Global companies may have to apply local rules to their business practices in light of European court ruling that upheld antitrust penalties against Microsoft , attorneys said.
By forcing Microsoft to play by European rules and comply with court orders, such as the ruling that forces Microsoft to strip Media Player from Windows in Europe, the European Commission may hope to set a precedent for controlling corporations with a firm hand.
Microsoft General Counsel Brad Smith played down the significance of today’s ruling.
“The truth is we’re all going to have to wait until the merits of the case are decided before there is any judicial precedent in Europe.”
Robert Badal, a partner in the Los Angeles office of Heller Ehrman White & McAuliffe, and who specializes in intellectual property law, believes the ruling illustrates a growing gap between the approaches of the EU and the U.S. to intellectual property. He also said he thinks the ruling will stifle innovation.
Judge Bo Vesterdorf’s decision not to grant Microsoft a stay from the penalties while it appeals the European Commission’s antitrust penalties, he said, illustrates that the EU is quick to conclude that a company should be compelled to share its intellectual property with competitors. Heller Ehrman has represented Microsoft, but not in this matter.
“This will have a chilling effect on innovators,” he said, adding that there is a direct correlation between the amount of innovation a company produces and the risk of being forced to share those innovations with competitors.
Directions on Microsoft analyst Matt Rosoff said, “What Microsoft doesn’t want is a legal precedent under which a government agency can tell Microsoft what it can and can’t put into Windows. And I think what the EC is trying to do is create that legal precedent.”
The European Court of First Instance refused to relieve Microsoft from complying with the judgment levied by antitrust regulators, thereby enforcing penalties that go much further than what the U.S. Department of Justice imposed in an antitrust settlement.

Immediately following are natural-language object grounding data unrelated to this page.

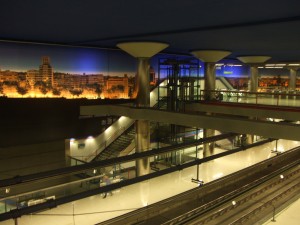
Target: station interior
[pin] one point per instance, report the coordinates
(193, 118)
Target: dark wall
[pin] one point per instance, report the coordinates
(31, 121)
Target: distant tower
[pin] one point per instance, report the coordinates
(152, 76)
(46, 71)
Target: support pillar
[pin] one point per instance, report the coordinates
(209, 81)
(208, 148)
(209, 57)
(253, 62)
(293, 77)
(253, 78)
(143, 51)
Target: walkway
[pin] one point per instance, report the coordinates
(95, 209)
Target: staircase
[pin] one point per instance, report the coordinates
(114, 149)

Microsoft asked the EU high court to suspend the judgment levied by the European Commission in March.
Badal said suspending the penalty would have been the proper thing for the court to do.
“A suspension would [have been] in order, because if the penalties go in effect, you’ve gutted the appeal,” Badal said. If Microsoft were forced to share its intellectual property, and then prevailed in the appeal, the harm would be done, Badal said.

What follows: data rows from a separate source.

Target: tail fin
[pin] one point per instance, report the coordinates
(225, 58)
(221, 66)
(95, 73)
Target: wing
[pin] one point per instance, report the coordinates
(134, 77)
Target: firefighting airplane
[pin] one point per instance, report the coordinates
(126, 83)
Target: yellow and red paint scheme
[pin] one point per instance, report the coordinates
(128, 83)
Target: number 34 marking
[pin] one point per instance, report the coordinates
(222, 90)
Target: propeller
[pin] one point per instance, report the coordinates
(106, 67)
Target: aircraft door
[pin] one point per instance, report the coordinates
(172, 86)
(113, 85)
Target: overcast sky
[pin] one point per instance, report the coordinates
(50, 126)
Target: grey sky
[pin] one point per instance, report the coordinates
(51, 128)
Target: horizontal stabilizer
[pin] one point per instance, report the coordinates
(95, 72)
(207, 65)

On the other hand, if the penalties had been suspended, by the time the appeal process ended, the EU’s order to sever the media player from the operating system might have been moot. Microsoft plans to release Longhorn, its next-generation OS, in 2006. Since Longhorn is being built from the ground up, Microsoft could argue that the 2004 ruling does not cover it — if the operating system even contains something called Windows Media Player.
“Microsoft was asking the court to take a huge leap of faith
pending outcome of final decision,” said Andre Bywater, an attorney in the Brussels office of Eversheds, LLP. He said that in domestic cases in both the UK and France, it’s extremely difficult to persuade courts to suspend judgments.
In fact, in a press conference, Smith noted that the ECJ grants interim relief from the judgment only 17 percent of the time.
CompTIA, a computer industry trade association of which Microsoft is a member, said the ruling would have negative consequences for the IT industry and consumers.
CompTIA general counsel Lars Liebeler pointed out that the issue of Microsoft’s bundling the media player with the operating system had been intensely litigated in the U.S. “How do you resolve two giant jurisdictions coming up with different rules of law?” he asked. “That puts a pretty heavy burden on industry.
Taking into account the EU’s approach to intellectual property, Badal said, is “clearly a cost of doing business globally.” But he doesn’t believe that any products developed using the server protocols Microsoft was forced to license will limit the damage. “The products will certainly slip out into other markets,” he said.
Bywater said that the European Commission has been criticized in the EU for its concentration of judicial power. “The Commission is jury and judge and hangman, and you can’t go to appeal and get a judgment in a couple of months,” he said.
“For the Commission’s decision, Microsoft will have had a hearing behind closed doors where you just have the Commissioner sitting at the end of a big table nodding sagely. I’m sure Microsoft would have found that frustrating,” he said. The actual appeal of the ruling, which will take place before a panel of five judges in the Court of First Instance, will be more like the U.S. Supreme Court operates, Bywater said.
“EU court procedure is very much a written procedure,” Bywater added. One judge, acting as rapporteur, will prepare an internal report and recommendations for the ruling. Vesterdorf will have to defend or support his ruling, as the judges argue together. Oral arguments before the court will be limited. However, the judges must reach consensus.
Bywater said that Vesterdorf’s ruling can be viewed as a snapshot of the court’s thinking on the case. But in another three years, after having reviewed all the documents and had a full hearing, Bywater said, “He might come to a different decision.”
Erin Joyce contributed to this story.